今、阪神戦のテレビ中継で人気を博しているのが、岡田彰布前監督の解説である。
去る6月8日のオリックス戦でのこと。ABCラジオの解説を担った岡田氏の鋭いツッコミに、虎ファンは大喜びだった。
初回、オリックスは先頭の麦谷祐介が内野安打で出塁したもの、ニ盗失敗で先制のチャンスを潰してしまった。その盗塁失敗後、岡田氏はこうボヤいた。
「連敗で先制したい気持ちは分からんでもないんだけど、もったいないアウト。(阪神先発の伊原陵人は)クイックも速いし、なかなか難しい。当たっている廣岡、紅林を3番、4番に置いたんだから、2番はバントでよかったと思う」
オリックス初回の攻撃は、無得点に終わる。

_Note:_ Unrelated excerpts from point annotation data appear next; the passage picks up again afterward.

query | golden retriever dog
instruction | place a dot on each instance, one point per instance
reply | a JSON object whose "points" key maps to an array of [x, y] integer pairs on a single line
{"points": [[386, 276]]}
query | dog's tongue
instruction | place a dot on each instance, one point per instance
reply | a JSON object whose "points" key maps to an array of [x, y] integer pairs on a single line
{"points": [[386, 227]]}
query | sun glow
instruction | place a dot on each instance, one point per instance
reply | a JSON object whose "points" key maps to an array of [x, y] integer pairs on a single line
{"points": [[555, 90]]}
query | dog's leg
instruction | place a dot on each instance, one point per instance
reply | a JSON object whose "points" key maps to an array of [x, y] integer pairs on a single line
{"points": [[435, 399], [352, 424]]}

攻守交代の際、岡田氏は実況アナウンサーに試合のポイントを聞かれた。
「ブルペンの力には差がある。阪神は2点くらい(のビハインド)なら辛抱していけばチャンスはある。6回、7回でしょうね」
先に得点を挙げたのは阪神で、試合が決定的となったのは8回。やはり、オリックスの中継ぎ陣が打ち込まれた。4番手・川瀬堅斗がいきなり連続ヒットを食らい、凡フライで一死を取ったが、その後の選択を誤ってしまった。

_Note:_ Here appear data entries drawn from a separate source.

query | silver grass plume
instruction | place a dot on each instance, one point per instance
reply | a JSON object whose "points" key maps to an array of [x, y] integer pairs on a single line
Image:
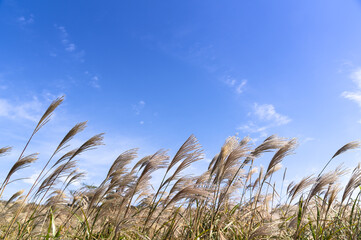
{"points": [[49, 111], [13, 197], [70, 135], [4, 151]]}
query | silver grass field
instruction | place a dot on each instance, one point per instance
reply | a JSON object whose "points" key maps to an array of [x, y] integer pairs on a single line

ベンチは3回に3ランを放っている森下翔太を申告敬遠、この日はまだヒットが出ていなかった4番・佐藤輝明との勝負を選んだ。しかし、結果は満塁ホームラン。佐藤は「ナメんなよ」と言わんばかりに、バックスクリーン右へ飛んでいく打球を見るのを途中でやめ、バットを放り捨てて一塁に歩き始めた。これについては、
「(交代させる)ピッチャーがおらんかったから」
救援陣防御率が4.56でリーグワーストのオリックス・ブルペンの力量を指摘したのだった。
岡田氏はゲームセット後に試合総括のコメントを求められたが、初回の二盗失敗が全てだと語っている。日本一を経験した岡田氏と「1年生監督の岸田護」とでは、ゲーム展開を読む力に差があるの当然だ。
ちなみに佐藤の最終打席に出たホームランや好調な打撃のことを聞かれた岡田氏は、2つのエラーを記録したことに苦言を呈していた。噛み合っているようで噛み合っていないそんなやりとりも、虎ファンの間では話題になっている。
阪神が勝って、岡田節が聞けた。藤川球児監督も記者団との質疑で噛み合っていない時がある。噛み合わずとも、岡田節は虎ファンを楽しませてくれる。阪神の1年生監督との差も、さりげなく見せつけてくれたようである。